L'annonce de la mise sur pied d'un site web de jeux de hasard géré par Loto-Québec inquiète les intervenants qui s'intéressent à la question du jeu pathologique. Plusieurs d'entre eux craignent que les mesures de jeu «responsable» annoncées par la société d'État ne soient que du bluff.

«C'est de la poudre aux yeux! C'est comme si un fabricant de cigarettes finançait une campagne de lutte contre le tabagisme», explique Alain Dubois, travailleur psychosocial et porte-parole de la coalition Éthique pour une modération du jeu (EmJEU). «Oui, ça va être payant, mais le rôle de l'État n'est pas seulement d'engranger de l'argent. Il faut considérer les coûts sociaux et les drames humains que cela engendre. Ce n'est certainement pas la priorité du ministère des Finances.»

 

Des billets de loterie aux casinos en passant par les émissions de télévision et les machines de vidéopoker, l'offre de jeu au Québec est démesurée, estime M. Dubois.

«Une étude menée en Suède après que la loterie nationale se fut lancée sur le web a démontré que 52% de la clientèle ne s'était jamais adonnée au jeu en ligne auparavant. En parallèle, des études de santé publique assez prudentes ont démontré qu'une personne sur cinq qui joue sur l'internet souffre de problèmes de jeu pathologique. Il est donc évident que cela va augmenter de façon importante le nombre de joueurs compulsifs.»

Citant également l'étude suédoise, la directrice des programmes de prévention et de sensibilisation à la Maison Jean Lapointe, qui traite des gens aux prises avec un problème de jeu compulsif, explique que l'arrivée du site pourrait banaliser l'acte de jouer au poker ou de miser en ligne.

«C'est sûr que l'on parle d'un milieu qui était illégal, souvent géré par le crime organisé.
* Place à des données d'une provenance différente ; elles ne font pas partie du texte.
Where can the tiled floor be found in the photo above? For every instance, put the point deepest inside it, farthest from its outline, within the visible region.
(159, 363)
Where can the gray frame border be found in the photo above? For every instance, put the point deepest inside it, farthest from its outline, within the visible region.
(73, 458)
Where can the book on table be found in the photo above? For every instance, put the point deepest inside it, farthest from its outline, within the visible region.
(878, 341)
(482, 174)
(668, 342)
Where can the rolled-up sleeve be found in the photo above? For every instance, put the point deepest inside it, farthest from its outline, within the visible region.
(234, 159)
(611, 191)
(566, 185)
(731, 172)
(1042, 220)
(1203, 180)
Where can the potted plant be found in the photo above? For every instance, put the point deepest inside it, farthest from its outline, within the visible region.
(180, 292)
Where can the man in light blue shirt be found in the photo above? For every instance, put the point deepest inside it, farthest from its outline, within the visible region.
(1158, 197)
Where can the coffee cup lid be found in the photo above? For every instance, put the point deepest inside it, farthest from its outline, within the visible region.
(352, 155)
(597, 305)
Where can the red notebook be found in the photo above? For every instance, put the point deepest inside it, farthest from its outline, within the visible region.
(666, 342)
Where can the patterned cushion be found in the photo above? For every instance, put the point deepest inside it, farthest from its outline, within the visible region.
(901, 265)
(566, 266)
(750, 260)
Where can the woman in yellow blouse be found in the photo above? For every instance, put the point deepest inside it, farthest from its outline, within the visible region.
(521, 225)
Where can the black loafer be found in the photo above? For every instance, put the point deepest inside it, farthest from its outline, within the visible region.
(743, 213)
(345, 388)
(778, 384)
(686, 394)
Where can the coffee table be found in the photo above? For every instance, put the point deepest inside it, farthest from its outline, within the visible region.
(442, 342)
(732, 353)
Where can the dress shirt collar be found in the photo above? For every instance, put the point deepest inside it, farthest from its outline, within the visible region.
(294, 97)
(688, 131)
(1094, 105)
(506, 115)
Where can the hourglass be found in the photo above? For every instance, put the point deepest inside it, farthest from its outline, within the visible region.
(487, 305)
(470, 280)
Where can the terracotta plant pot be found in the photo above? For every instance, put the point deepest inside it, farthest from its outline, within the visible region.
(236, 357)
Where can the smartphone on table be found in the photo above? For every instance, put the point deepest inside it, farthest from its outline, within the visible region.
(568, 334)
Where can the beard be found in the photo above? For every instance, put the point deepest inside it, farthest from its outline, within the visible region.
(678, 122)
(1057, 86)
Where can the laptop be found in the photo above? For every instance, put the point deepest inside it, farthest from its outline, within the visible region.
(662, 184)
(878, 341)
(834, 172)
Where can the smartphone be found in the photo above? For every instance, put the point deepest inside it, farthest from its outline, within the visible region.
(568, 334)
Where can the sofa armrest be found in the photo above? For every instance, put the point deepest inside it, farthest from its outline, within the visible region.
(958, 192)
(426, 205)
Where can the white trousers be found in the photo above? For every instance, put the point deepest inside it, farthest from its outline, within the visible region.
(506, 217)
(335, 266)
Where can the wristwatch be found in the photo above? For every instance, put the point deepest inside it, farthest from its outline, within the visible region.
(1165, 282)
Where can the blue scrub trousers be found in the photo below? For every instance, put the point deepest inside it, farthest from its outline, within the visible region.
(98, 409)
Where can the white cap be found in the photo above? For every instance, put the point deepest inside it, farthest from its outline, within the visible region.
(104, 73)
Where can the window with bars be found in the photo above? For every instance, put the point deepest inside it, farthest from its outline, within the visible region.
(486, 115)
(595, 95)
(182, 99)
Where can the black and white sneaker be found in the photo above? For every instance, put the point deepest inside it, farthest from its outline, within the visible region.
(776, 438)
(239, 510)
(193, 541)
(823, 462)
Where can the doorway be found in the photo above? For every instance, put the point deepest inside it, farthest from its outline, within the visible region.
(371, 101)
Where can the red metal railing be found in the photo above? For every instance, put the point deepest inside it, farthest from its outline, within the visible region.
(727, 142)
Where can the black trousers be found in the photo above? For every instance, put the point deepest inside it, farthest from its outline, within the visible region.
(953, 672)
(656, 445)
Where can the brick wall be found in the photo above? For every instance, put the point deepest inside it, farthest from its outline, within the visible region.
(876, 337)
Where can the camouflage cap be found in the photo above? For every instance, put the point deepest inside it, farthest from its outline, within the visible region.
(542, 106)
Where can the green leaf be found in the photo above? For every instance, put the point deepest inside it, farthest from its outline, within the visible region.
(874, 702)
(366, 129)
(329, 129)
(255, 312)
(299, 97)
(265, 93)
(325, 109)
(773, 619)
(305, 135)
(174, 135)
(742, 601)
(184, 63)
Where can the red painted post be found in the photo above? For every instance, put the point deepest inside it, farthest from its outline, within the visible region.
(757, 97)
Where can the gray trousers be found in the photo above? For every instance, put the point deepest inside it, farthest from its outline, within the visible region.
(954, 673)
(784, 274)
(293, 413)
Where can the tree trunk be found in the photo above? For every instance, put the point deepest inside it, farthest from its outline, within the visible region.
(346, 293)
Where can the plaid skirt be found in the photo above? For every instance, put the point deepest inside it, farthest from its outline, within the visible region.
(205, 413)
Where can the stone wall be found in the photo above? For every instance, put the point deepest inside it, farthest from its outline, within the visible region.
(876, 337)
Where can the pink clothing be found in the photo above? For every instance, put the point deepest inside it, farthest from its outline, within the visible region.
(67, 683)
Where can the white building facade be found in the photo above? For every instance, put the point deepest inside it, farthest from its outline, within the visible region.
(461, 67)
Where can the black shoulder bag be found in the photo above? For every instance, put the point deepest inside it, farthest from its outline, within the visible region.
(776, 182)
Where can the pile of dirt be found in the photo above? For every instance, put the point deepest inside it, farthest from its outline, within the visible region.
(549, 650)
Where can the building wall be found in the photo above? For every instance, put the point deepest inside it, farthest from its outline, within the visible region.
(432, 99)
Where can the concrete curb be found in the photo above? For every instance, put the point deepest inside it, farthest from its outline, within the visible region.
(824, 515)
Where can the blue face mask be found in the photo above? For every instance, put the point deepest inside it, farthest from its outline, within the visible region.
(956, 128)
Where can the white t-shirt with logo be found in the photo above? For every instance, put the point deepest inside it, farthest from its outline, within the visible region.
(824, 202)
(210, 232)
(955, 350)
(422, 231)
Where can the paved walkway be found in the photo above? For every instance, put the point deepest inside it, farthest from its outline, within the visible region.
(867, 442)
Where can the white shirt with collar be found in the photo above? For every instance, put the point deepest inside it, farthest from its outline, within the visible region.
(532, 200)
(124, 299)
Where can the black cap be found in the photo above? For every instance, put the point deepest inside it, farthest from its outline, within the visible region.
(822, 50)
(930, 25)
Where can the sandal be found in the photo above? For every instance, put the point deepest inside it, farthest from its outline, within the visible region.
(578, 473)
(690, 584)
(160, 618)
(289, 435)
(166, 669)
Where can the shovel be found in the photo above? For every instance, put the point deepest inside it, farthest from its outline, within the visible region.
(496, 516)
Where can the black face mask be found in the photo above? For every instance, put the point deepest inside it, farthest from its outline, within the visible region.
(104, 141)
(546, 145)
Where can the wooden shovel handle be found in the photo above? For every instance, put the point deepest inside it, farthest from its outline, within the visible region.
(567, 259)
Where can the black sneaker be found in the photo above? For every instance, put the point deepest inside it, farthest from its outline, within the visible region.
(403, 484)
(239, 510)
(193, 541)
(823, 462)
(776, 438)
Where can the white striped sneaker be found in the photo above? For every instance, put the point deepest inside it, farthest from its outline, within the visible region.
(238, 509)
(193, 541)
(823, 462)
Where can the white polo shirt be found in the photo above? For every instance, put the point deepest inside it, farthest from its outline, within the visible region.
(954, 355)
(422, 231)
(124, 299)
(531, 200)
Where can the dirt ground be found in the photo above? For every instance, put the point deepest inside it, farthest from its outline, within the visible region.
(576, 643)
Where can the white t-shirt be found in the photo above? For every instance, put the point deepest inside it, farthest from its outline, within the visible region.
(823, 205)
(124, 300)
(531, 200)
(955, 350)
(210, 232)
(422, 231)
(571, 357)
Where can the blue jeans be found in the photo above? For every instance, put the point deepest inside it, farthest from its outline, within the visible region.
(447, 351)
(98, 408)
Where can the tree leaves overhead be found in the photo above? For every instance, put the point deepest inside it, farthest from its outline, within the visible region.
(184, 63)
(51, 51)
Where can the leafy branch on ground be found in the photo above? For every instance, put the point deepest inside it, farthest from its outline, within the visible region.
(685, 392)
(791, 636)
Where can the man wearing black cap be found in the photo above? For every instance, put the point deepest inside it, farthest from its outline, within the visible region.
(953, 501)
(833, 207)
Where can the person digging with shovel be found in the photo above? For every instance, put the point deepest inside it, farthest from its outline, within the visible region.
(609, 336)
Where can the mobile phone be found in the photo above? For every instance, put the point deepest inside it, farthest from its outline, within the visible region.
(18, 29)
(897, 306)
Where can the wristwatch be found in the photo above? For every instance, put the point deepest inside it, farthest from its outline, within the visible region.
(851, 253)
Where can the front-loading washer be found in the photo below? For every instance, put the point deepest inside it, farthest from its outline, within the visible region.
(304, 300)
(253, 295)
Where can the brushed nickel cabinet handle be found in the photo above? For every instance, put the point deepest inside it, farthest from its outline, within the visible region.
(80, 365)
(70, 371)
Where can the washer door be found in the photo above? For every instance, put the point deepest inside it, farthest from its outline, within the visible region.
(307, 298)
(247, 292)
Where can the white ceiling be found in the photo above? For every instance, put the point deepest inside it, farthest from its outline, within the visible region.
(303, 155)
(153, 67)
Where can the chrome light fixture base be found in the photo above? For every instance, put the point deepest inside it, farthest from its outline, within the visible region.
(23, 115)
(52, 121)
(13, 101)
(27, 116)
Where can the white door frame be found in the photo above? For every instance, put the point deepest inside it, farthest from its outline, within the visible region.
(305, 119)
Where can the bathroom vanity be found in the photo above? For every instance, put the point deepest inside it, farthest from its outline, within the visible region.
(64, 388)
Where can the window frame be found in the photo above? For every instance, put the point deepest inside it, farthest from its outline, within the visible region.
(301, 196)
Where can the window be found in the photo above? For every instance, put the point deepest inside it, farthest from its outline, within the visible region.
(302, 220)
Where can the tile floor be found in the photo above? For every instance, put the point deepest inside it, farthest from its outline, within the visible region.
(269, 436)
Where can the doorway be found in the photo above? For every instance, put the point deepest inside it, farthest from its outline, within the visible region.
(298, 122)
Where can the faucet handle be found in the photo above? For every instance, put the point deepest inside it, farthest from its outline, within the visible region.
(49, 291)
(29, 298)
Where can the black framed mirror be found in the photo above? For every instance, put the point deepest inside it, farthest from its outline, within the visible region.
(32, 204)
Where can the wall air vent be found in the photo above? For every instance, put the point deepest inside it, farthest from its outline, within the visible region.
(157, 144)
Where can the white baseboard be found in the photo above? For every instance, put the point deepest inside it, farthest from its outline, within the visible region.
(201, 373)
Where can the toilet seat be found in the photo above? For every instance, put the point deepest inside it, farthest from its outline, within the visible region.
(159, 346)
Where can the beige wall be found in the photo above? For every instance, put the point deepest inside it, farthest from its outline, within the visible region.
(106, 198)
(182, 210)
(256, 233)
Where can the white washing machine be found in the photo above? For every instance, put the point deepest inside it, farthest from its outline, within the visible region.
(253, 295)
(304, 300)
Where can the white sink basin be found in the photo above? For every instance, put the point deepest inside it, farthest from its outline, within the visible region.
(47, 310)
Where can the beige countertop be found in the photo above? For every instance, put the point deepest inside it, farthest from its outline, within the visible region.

Donc, à première vue, on peut conclure que c'est positif, mais j'ai beaucoup d'inquiétudes par rapport à l'efficacité des mesures proposées, explique Anne Élizabeth Lapointe. Le jeu en ligne est très insidieux, car les gens peuvent le faire chez eux dans le secret. Par ailleurs, j'ai peur que des gens vulnérables soient aspirés si Loto-Québec se met à faire énormément de promotion pour mousser la popularité de son site.»

Jeffrey L. Derevensky, codirecteur du Centre international d'étude sur le jeu et les comportements à risque chez les jeunes, note cependant que la majorité des gens ne souffrent pas de problèmes de jeu pathologique.

«Il est prouvé que les sites de jeu en ligne sont très attrayants pour les gens qui souffrent de problèmes de jeu. Est-ce que les sites causent ces problèmes? Cela n'a pas été démontré. À l'heure actuelle, le gouvernement doit être proactif en investissant dans la prévention et la recherche indépendante pour que l'on puisse davantage comprendre ce qui engendre les comportements pathologiques.»